Now, I was sitting at my computer, editing a video on the new Year of the Labbit display. As I listened, a number of sentence endings ran through my mind. This summer, there are a half dozen of them running around. This summer, they’re all girls. This summer…
Instead, Vicky finished by saying, “This summer we have two interns with famous grandmas.”
One of those interns, of course, is NCI intern Maya Kochiyama, granddaughter of famous activist Yuri Kochiyama. The other intern is me.
My grandmother is Wakako Yamauchi. She’s an accomplished writer, playwright, and painter. But she’s also a wonderful, loving, absolutely amazing person.
But there is more than a little bit of pressure with such high achievements in your blood line. With any accomplishments I have, I still worry that I don’t measure up to her, or sometimes worry recognition earned comes from her and not me.
Now, don’t get me wrong. There are some perks to having a famous grandmother. As an Asian American Studies student, I’ve had the added bonus of being personally connected to my studies. I’ve gotten a first hand account of history. I’ve seen professors go from “teaching professional” to “autograph-asking fan” as one once said.
Thanks to my Grammy, I’ve spent New Year’s Eves with Garrett Hongo and his family, eaten apple pie and ice cream with Hisaye Yamamoto. I have memories of seeing my grandmother on to her plane from LAX to Japan where she saw her plays performed in foreign countries and languages. I’ve gone to readings and book launches, heard my grandma talk casually of knowing Yuji Ichioka, or tell anecdotes about how Karen Tei Yamashita lived for a period of time in my grandmother’s back house. I’ve studied her plays, and her life, in my classes at school.
So I wasn’t completely surprised when, as Vicky informed the other interns who my grandmother is, I saw a sudden jolt and eye widening of one girl. Was she, too, an Asian American Literature student, and recognized the name? Had she read some of my grandmother’s plays? Or had she simply been goosed by her neighbor, and was momentarily caught off guard.
“I know her!” she said. “She plays cards at the JCI!”
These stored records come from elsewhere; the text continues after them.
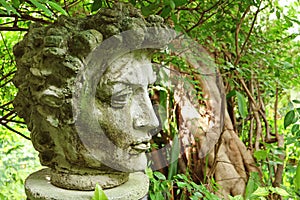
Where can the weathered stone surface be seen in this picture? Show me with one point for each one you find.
(38, 187)
(83, 94)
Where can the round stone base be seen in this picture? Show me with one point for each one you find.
(38, 187)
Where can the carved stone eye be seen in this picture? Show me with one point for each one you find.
(120, 100)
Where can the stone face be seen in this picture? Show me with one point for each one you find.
(38, 187)
(87, 107)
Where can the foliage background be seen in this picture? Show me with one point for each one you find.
(255, 44)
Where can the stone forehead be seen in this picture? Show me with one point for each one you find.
(132, 68)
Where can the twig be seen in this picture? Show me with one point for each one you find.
(7, 75)
(237, 30)
(6, 104)
(280, 139)
(15, 131)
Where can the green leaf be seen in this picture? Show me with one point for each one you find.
(280, 191)
(172, 4)
(159, 175)
(295, 128)
(96, 5)
(261, 154)
(180, 2)
(181, 184)
(9, 8)
(148, 10)
(57, 7)
(278, 14)
(230, 94)
(16, 3)
(99, 194)
(175, 151)
(42, 7)
(296, 101)
(166, 11)
(289, 118)
(252, 185)
(261, 191)
(297, 177)
(242, 105)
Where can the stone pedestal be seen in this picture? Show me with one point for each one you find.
(38, 187)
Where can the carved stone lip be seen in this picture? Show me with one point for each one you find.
(140, 147)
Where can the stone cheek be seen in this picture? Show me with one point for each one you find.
(49, 58)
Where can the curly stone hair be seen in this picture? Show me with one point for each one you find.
(48, 60)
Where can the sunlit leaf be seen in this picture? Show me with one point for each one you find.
(261, 154)
(159, 175)
(242, 105)
(289, 118)
(96, 5)
(8, 7)
(295, 128)
(261, 191)
(41, 6)
(297, 177)
(280, 191)
(296, 101)
(57, 7)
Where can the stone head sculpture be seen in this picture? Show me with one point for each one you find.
(83, 94)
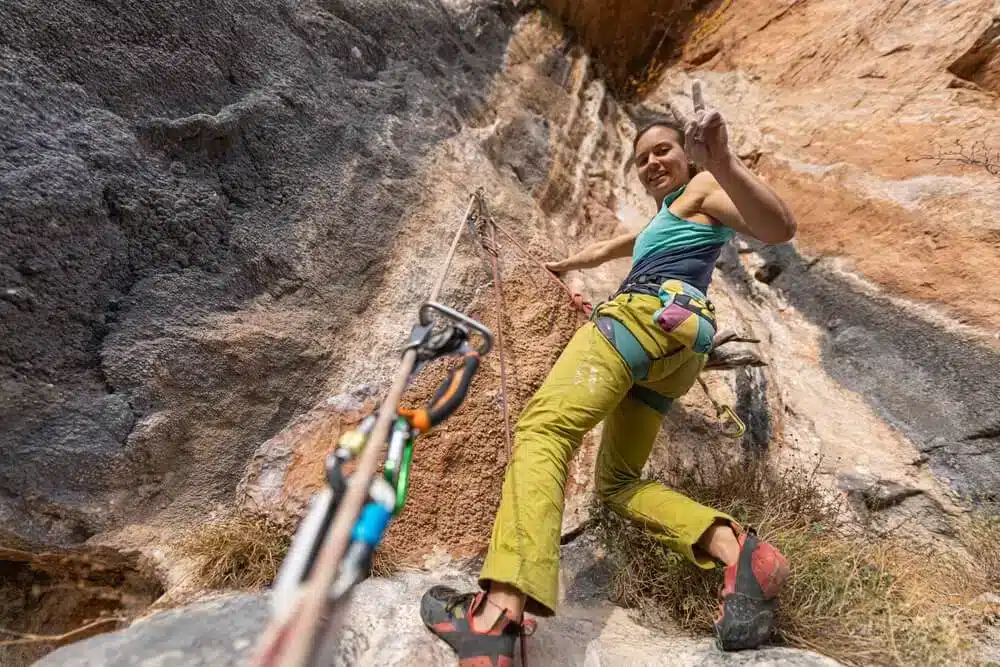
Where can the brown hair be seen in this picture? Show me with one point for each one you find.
(670, 123)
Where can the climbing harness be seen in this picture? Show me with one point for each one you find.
(334, 543)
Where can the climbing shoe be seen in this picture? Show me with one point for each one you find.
(448, 614)
(746, 613)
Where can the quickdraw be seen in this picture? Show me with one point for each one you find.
(732, 425)
(334, 544)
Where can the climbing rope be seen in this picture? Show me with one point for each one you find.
(346, 521)
(487, 236)
(575, 298)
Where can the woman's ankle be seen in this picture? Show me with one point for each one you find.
(500, 599)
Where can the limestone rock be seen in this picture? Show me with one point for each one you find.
(382, 627)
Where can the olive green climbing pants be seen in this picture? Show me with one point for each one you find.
(592, 381)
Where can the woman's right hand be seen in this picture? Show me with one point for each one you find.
(556, 267)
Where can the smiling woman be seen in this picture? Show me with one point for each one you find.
(643, 349)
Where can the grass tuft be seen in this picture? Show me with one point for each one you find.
(244, 552)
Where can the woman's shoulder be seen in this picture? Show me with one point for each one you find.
(702, 184)
(689, 203)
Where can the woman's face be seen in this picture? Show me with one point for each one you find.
(661, 162)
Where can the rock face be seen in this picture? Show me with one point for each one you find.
(196, 197)
(222, 217)
(382, 627)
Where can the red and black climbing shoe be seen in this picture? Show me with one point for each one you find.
(447, 613)
(746, 614)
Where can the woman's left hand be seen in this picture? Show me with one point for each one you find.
(706, 140)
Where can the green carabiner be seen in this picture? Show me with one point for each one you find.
(403, 479)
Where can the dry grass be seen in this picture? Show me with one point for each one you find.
(858, 599)
(244, 552)
(241, 551)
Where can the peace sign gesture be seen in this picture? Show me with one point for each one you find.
(706, 140)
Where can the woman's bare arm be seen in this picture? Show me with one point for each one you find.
(596, 254)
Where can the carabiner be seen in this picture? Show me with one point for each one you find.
(729, 419)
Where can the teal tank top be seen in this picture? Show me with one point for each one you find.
(666, 232)
(672, 248)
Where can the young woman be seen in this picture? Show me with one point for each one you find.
(641, 350)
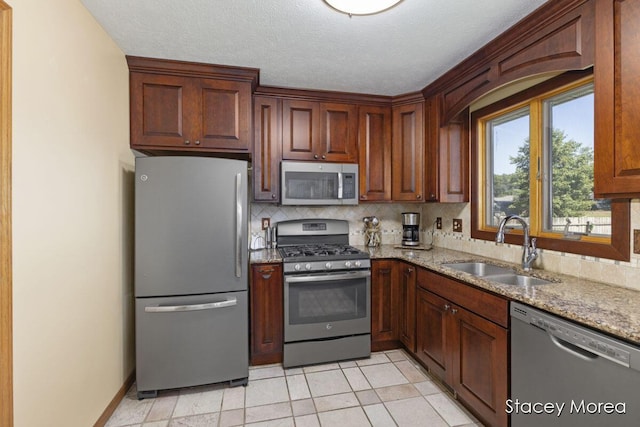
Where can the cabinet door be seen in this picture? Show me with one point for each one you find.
(338, 133)
(407, 276)
(408, 153)
(431, 333)
(267, 149)
(384, 305)
(375, 153)
(161, 110)
(454, 160)
(225, 114)
(267, 314)
(617, 99)
(300, 130)
(479, 354)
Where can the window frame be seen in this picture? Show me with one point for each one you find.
(618, 246)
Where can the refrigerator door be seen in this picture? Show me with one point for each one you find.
(190, 226)
(193, 340)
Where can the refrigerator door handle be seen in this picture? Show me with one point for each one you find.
(193, 307)
(238, 225)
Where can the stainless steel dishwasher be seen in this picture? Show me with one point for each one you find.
(563, 374)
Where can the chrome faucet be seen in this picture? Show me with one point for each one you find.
(529, 252)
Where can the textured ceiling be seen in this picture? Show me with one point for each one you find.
(306, 44)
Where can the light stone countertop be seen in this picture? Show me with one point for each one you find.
(608, 308)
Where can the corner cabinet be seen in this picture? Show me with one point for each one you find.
(385, 305)
(462, 338)
(185, 106)
(617, 99)
(407, 328)
(267, 116)
(374, 144)
(267, 313)
(408, 153)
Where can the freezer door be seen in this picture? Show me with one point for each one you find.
(194, 340)
(190, 226)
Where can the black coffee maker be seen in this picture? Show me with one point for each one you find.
(410, 228)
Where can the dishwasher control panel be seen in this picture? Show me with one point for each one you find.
(579, 336)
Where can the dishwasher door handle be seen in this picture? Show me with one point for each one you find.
(572, 348)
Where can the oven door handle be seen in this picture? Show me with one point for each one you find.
(324, 278)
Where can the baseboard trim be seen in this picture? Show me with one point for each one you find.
(115, 401)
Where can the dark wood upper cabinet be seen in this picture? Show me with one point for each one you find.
(559, 36)
(267, 147)
(617, 99)
(374, 144)
(190, 106)
(319, 131)
(408, 152)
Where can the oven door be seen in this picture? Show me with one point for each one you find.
(327, 305)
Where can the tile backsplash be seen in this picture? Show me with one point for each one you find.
(617, 273)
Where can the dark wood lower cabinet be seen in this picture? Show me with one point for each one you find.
(407, 281)
(384, 305)
(465, 350)
(267, 311)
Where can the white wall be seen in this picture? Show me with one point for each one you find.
(72, 215)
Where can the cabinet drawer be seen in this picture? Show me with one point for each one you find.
(481, 302)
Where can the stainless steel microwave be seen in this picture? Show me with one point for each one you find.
(318, 183)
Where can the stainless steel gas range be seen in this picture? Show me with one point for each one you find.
(327, 293)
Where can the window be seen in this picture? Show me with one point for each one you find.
(533, 157)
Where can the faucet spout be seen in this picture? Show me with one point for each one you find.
(529, 250)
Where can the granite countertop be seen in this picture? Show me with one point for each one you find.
(608, 308)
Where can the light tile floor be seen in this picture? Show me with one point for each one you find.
(388, 389)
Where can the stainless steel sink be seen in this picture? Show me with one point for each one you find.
(517, 280)
(479, 269)
(493, 273)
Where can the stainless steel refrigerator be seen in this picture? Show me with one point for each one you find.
(191, 272)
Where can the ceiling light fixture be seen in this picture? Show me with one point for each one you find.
(359, 7)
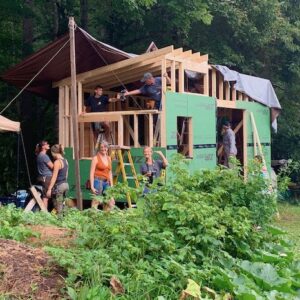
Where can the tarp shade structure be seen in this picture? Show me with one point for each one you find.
(90, 54)
(258, 89)
(8, 125)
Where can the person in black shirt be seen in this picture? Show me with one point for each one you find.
(98, 103)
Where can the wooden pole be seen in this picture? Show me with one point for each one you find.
(74, 112)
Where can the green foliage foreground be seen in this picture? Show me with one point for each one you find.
(210, 227)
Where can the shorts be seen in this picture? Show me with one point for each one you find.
(60, 190)
(45, 182)
(101, 186)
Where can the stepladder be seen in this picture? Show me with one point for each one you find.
(125, 168)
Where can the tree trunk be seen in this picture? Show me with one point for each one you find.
(26, 100)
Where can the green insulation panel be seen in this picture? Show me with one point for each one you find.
(262, 117)
(85, 164)
(202, 111)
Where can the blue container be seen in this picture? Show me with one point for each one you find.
(21, 196)
(8, 200)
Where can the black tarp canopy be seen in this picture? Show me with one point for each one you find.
(90, 54)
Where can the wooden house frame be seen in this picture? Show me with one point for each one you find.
(126, 119)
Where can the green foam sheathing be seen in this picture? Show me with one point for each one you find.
(261, 115)
(85, 164)
(202, 110)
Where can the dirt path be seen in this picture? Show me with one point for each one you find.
(27, 273)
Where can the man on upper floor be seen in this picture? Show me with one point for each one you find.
(152, 88)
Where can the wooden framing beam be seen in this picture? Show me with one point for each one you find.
(226, 104)
(67, 116)
(245, 139)
(213, 82)
(112, 67)
(181, 78)
(124, 72)
(61, 109)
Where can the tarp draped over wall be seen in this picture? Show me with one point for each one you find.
(90, 54)
(259, 89)
(8, 125)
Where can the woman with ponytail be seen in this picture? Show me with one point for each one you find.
(58, 185)
(45, 167)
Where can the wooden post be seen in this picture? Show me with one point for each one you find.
(213, 83)
(173, 76)
(61, 110)
(136, 131)
(67, 117)
(74, 112)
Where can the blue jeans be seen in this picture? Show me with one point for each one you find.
(101, 186)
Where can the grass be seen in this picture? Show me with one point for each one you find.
(290, 221)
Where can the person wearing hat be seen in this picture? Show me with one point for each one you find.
(228, 143)
(151, 88)
(58, 184)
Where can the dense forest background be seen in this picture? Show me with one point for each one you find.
(256, 37)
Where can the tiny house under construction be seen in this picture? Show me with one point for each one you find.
(194, 106)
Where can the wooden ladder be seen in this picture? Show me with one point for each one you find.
(120, 154)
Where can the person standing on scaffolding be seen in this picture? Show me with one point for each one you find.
(152, 88)
(99, 103)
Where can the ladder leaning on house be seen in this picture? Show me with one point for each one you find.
(123, 157)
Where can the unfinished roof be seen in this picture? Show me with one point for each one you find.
(90, 54)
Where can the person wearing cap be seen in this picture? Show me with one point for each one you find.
(58, 185)
(228, 143)
(99, 103)
(151, 88)
(44, 167)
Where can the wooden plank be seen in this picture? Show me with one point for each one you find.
(112, 67)
(245, 139)
(61, 96)
(173, 76)
(206, 84)
(150, 116)
(226, 103)
(200, 68)
(181, 78)
(221, 86)
(160, 127)
(233, 90)
(136, 131)
(120, 131)
(191, 137)
(214, 82)
(227, 90)
(67, 117)
(79, 97)
(37, 198)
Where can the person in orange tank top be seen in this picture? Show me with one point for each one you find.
(101, 174)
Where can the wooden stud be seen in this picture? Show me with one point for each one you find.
(161, 118)
(61, 128)
(181, 78)
(67, 117)
(150, 116)
(245, 140)
(173, 76)
(136, 131)
(214, 82)
(120, 131)
(221, 86)
(191, 137)
(227, 90)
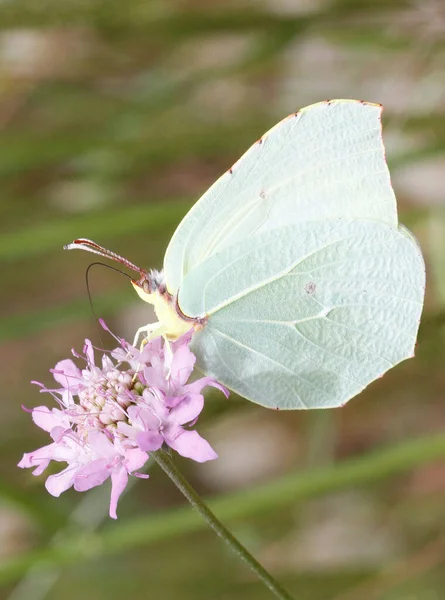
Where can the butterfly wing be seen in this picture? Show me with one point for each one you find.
(323, 162)
(306, 316)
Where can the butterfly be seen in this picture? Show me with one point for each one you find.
(299, 284)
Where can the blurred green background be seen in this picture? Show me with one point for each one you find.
(114, 118)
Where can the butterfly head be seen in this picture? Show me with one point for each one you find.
(150, 286)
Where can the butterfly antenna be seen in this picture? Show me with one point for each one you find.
(90, 246)
(87, 273)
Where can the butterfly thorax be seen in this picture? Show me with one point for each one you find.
(152, 289)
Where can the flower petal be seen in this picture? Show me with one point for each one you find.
(119, 479)
(47, 419)
(91, 475)
(67, 374)
(60, 482)
(182, 365)
(188, 409)
(135, 459)
(189, 444)
(149, 440)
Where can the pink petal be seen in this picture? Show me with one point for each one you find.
(144, 418)
(135, 459)
(149, 441)
(155, 378)
(91, 475)
(67, 374)
(47, 419)
(88, 350)
(182, 365)
(119, 479)
(189, 444)
(100, 444)
(187, 410)
(56, 484)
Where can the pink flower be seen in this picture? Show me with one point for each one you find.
(110, 416)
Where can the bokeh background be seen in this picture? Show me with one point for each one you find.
(114, 118)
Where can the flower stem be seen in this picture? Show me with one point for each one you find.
(165, 462)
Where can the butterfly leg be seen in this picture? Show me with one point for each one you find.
(149, 332)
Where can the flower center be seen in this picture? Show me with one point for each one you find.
(104, 402)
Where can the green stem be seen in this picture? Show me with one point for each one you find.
(165, 462)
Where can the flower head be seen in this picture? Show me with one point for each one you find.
(110, 416)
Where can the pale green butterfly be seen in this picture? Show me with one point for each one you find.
(292, 269)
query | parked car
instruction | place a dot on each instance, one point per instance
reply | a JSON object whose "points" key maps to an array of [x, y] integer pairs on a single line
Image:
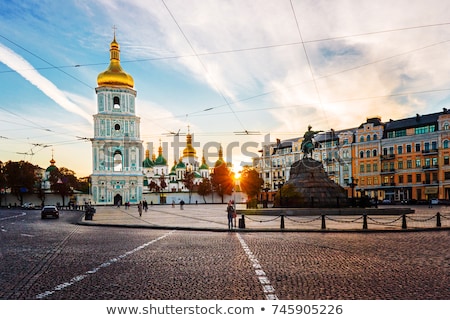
{"points": [[28, 205], [49, 211]]}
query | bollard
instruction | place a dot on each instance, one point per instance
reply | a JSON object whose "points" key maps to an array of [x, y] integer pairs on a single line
{"points": [[404, 221], [242, 222], [365, 221]]}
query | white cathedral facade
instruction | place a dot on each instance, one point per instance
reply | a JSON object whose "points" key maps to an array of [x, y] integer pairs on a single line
{"points": [[121, 173], [117, 151]]}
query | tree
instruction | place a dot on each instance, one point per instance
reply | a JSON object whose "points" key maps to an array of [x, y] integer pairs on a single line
{"points": [[188, 181], [63, 181], [20, 178], [204, 188], [251, 182], [222, 180]]}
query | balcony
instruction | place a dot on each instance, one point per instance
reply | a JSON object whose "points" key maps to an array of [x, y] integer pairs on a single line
{"points": [[429, 151], [387, 157], [430, 182], [431, 168]]}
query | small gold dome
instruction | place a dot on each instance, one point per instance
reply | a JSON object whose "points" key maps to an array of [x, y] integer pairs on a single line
{"points": [[189, 151], [114, 75]]}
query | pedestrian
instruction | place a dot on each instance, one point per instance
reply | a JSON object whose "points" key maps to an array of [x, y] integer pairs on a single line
{"points": [[230, 214], [145, 205], [140, 208]]}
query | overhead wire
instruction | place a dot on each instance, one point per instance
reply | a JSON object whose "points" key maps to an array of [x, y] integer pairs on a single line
{"points": [[204, 67]]}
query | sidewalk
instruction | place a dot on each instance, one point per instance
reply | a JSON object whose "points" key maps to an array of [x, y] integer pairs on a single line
{"points": [[213, 217]]}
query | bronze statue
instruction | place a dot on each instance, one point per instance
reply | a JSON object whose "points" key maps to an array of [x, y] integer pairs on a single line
{"points": [[307, 143]]}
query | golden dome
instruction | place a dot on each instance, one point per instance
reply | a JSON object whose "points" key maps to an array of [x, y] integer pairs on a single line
{"points": [[189, 151], [114, 75]]}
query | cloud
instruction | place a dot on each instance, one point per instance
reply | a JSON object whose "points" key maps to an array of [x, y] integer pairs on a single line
{"points": [[358, 72], [27, 71]]}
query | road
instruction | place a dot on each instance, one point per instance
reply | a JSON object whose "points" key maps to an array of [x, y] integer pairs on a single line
{"points": [[59, 259]]}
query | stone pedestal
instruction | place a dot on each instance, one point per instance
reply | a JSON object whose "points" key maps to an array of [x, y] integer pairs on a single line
{"points": [[310, 187]]}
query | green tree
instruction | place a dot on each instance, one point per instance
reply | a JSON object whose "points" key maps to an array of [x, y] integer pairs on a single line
{"points": [[222, 180], [188, 181], [204, 188], [251, 182], [20, 177]]}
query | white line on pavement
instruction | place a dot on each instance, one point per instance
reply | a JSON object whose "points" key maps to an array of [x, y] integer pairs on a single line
{"points": [[268, 289], [103, 265]]}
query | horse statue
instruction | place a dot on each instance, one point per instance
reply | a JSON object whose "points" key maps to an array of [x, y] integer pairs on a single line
{"points": [[307, 143]]}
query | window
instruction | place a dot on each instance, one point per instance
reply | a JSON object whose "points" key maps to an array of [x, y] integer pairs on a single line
{"points": [[418, 163], [409, 164], [116, 103], [117, 161], [417, 147], [418, 177]]}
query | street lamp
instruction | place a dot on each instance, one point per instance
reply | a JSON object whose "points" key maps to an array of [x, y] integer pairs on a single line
{"points": [[280, 186], [266, 190], [352, 185]]}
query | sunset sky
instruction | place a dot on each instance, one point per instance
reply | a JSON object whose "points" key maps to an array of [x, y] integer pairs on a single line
{"points": [[219, 68]]}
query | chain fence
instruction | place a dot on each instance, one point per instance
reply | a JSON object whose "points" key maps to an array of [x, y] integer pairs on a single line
{"points": [[362, 222]]}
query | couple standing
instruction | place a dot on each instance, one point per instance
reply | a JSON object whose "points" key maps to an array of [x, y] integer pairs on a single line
{"points": [[231, 213]]}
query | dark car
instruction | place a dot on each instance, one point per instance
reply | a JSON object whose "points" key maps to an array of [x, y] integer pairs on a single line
{"points": [[49, 211]]}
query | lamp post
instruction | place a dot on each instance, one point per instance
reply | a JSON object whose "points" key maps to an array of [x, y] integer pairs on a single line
{"points": [[266, 190], [280, 186]]}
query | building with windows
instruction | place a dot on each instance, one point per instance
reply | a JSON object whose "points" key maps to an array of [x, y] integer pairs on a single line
{"points": [[117, 151], [399, 160]]}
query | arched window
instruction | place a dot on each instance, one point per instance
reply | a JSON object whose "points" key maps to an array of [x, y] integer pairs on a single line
{"points": [[116, 102], [118, 161]]}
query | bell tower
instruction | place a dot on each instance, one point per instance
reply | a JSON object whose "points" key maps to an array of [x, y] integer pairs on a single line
{"points": [[117, 151]]}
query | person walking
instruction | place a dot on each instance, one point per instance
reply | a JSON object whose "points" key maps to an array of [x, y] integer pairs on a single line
{"points": [[230, 215], [140, 208]]}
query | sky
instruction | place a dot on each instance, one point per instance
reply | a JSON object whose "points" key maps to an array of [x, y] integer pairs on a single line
{"points": [[236, 74]]}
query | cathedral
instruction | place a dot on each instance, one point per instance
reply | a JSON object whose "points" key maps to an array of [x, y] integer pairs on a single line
{"points": [[117, 151], [121, 173]]}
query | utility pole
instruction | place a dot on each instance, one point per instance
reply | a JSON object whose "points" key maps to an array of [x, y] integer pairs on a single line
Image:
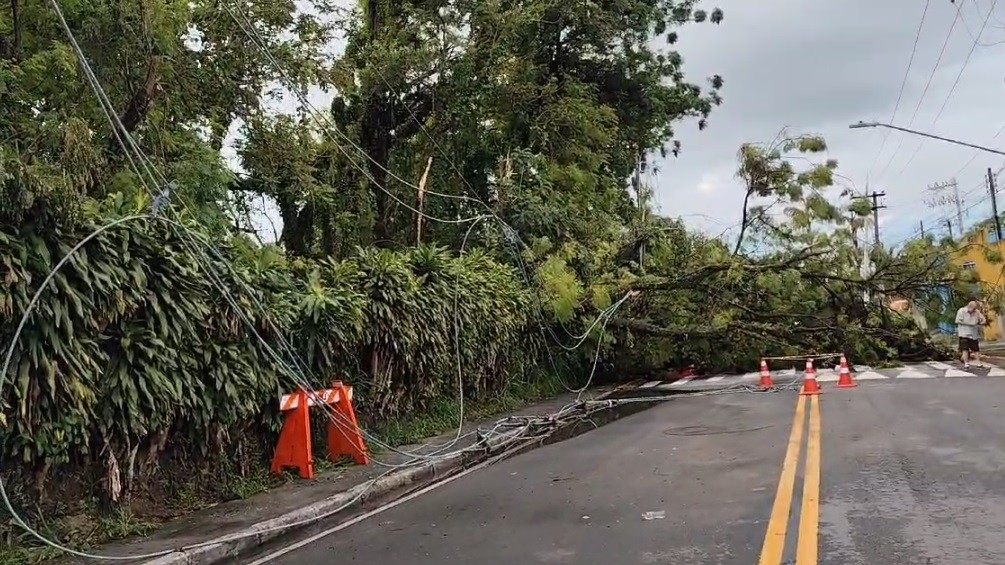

She’d met my grandma in her current, other life. As a retired writer, my grandma spends her mornings playing Blackjack, placing nickel and dime bets at the JCI in Gardena with other Nisei. Few of her friends there know her as a famous name, a ground breaker in the Asian American Literature world. There, instead, she’s just another one of them, playing cards, and of course, always “breaking even.”
But seeing this girl who knew my grandmother made me smile. She saw her, not through the eyes of an academic fawning over her accomplishments, but as a normal person, happy in the company of her peers. I realized then, how lucky I am, to be able to know my grandmother in both her worlds.